Eu olho lá fora pelo vidro da minha janela. Vejo o vento balançar algumas arvores, vejo a torre verde que logo sumirá por de trás do edifício que estão construindo. E vejo a construção sendo erguida, tijolo a tijolo, tão dedicada e trabalhosamente… Vejo o movimento na rua, na única rua que se mostra para mim: ela está cheia, cheia de rostos desconhecidos, cheia de histórias caminhando para aqui e para lá, segredos, cheia de vida, cheia de vidas.

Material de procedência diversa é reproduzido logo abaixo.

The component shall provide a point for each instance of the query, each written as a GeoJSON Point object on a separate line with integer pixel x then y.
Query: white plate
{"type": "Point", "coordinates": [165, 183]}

Eu vejo a velha senhora que caminha de bengala, vejo a menina gentil que a pega pela mão e a ajuda a atravessar a rua. Eu vejo o olhar das pessoas em volta; admirados com tão nobre atitude, percebo a falta de costume. E eu vejo aquela mesma senhora encontrar seu marido na porta da loja, eu vejo um beijo de amor, eu vejo amor de verdade, eu vejo a verdade do tempo, eu vejo o tempo passar. E eu vejo aquele menino bonito, de camisa xadrez e cabelo comprido, os fones lhe cobrem os ouvidos enquanto ele caminha cabisbaixo: ele parece triste. Eu quero abraçá-lo. ele olhou para mim por um instante e eu pensei ter visto um sorriso, mas ele logo sumiu… Eu guardei aquele sorriso.

Os pássaros voam livres pelo ar úmido da cidade, manobrando por entre as construções, fazendo piruetas enquanto contornam a cúpula do grande hotel. O sol vai baixando e o vento ainda sopra, mais gelado a cada instante, a noite vai se anunciando e a rua começa a esvaziar, os carros já não passam tão freqüentemente, nem em tal número como antes… Eu desejo ver o horizonte, eu desejo ver montanhas, eu desejo ver florestas, mas apenas o céu me agracia com sua presença, e o sol que a medida que cai vai desenhando com sombras nas paredes daquele velho prédio. Mais dois pássaros passam, e outro, e outro… E a rua está vazia. E a noite caiu. E tudo é silêncio.

Todas aquelas vidas se recolheram, foram viver aquietadas em seus pequenos recintos. Todo aquele movimento cessou e a cidade dormiu. aquela senhora deve estar deitada ao lado de seu marido. A menina provavelmente também está na cama, sentindo-se bem consigo mesma. Eu espero que o menino bonito já não esteja mais triste… E eu ainda estou aqui, querendo ver as montanhas.